In January 2006, the U.S. government began helping to pay for medicines taken by older people. The program, called Medicare Part D, is popular. However, it is not clear to what extent the program is saving people money or allowing them to obtain drugs they might not otherwise be able to afford.

Why did the researchers do this particular study?

To see what effect the new drug benefit has had on the amount that older people pay for their drugs and the number of pills they get from the pharmacy.

Who was studied?

117,648 adults between 66 and 79 years of age who filled at least 1 prescription at Walgreens in both 2005 and 2006.

How was the study done?

The researchers used information from the 16 months before and after the Medicare Part D program started to estimate how much money people would have spent on their medicines, and how many pills they would have received, if the program never existed. Then, to estimate the effect of the program, they compared peoples' actual expenses and pills received with the predictions of what would have happened if Part D had never existed.

What did the researchers find?

Before the enrollment deadline of 30 April 2006, the program saved people who enrolled in it about $8 a month and gave them an extra 5 to 6 days of pills, on average. After the enrollment deadline, the program saved enrollees about $9 a month and gave them an extra 14 days of pills, on average. Medicare beneficiaries who did not enroll in Part D saw smaller changes in out-of-pocket expenditures and prescription use.
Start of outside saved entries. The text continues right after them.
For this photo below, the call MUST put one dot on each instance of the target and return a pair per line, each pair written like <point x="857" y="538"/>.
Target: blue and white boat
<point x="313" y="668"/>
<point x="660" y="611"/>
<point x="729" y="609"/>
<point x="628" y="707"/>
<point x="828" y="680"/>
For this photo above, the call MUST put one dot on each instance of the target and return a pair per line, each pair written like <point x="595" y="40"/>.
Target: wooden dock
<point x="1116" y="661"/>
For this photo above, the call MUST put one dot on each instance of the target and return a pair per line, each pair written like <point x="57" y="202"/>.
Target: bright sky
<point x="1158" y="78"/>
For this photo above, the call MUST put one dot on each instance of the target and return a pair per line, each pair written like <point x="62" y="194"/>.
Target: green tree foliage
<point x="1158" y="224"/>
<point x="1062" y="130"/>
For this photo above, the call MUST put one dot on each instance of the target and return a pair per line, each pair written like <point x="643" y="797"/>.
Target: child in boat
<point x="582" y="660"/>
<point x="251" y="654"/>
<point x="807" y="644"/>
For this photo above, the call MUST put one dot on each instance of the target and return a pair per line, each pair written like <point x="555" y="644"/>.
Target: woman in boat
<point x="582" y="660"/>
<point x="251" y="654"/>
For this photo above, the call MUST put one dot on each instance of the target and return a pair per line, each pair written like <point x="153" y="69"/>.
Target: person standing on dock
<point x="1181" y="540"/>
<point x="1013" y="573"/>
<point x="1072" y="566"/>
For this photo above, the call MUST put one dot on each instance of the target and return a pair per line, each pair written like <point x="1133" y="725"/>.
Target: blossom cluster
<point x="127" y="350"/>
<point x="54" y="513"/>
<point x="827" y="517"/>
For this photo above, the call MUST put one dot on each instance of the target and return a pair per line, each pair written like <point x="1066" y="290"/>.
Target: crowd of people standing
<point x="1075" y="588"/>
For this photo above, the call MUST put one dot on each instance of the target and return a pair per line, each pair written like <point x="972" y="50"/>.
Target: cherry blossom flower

What were the limitations of the study?

The information comes from only a small sample of people who used 1 pharmacy. In addition, the study does not tell us whether Medicare Part D led to any important changes in people's actual health.

What are the implications of the study?

Medicare Part D appears to have led to modest savings and modest increases in drug use by older people. More research is needed to see whether these effects have any influence on people's health.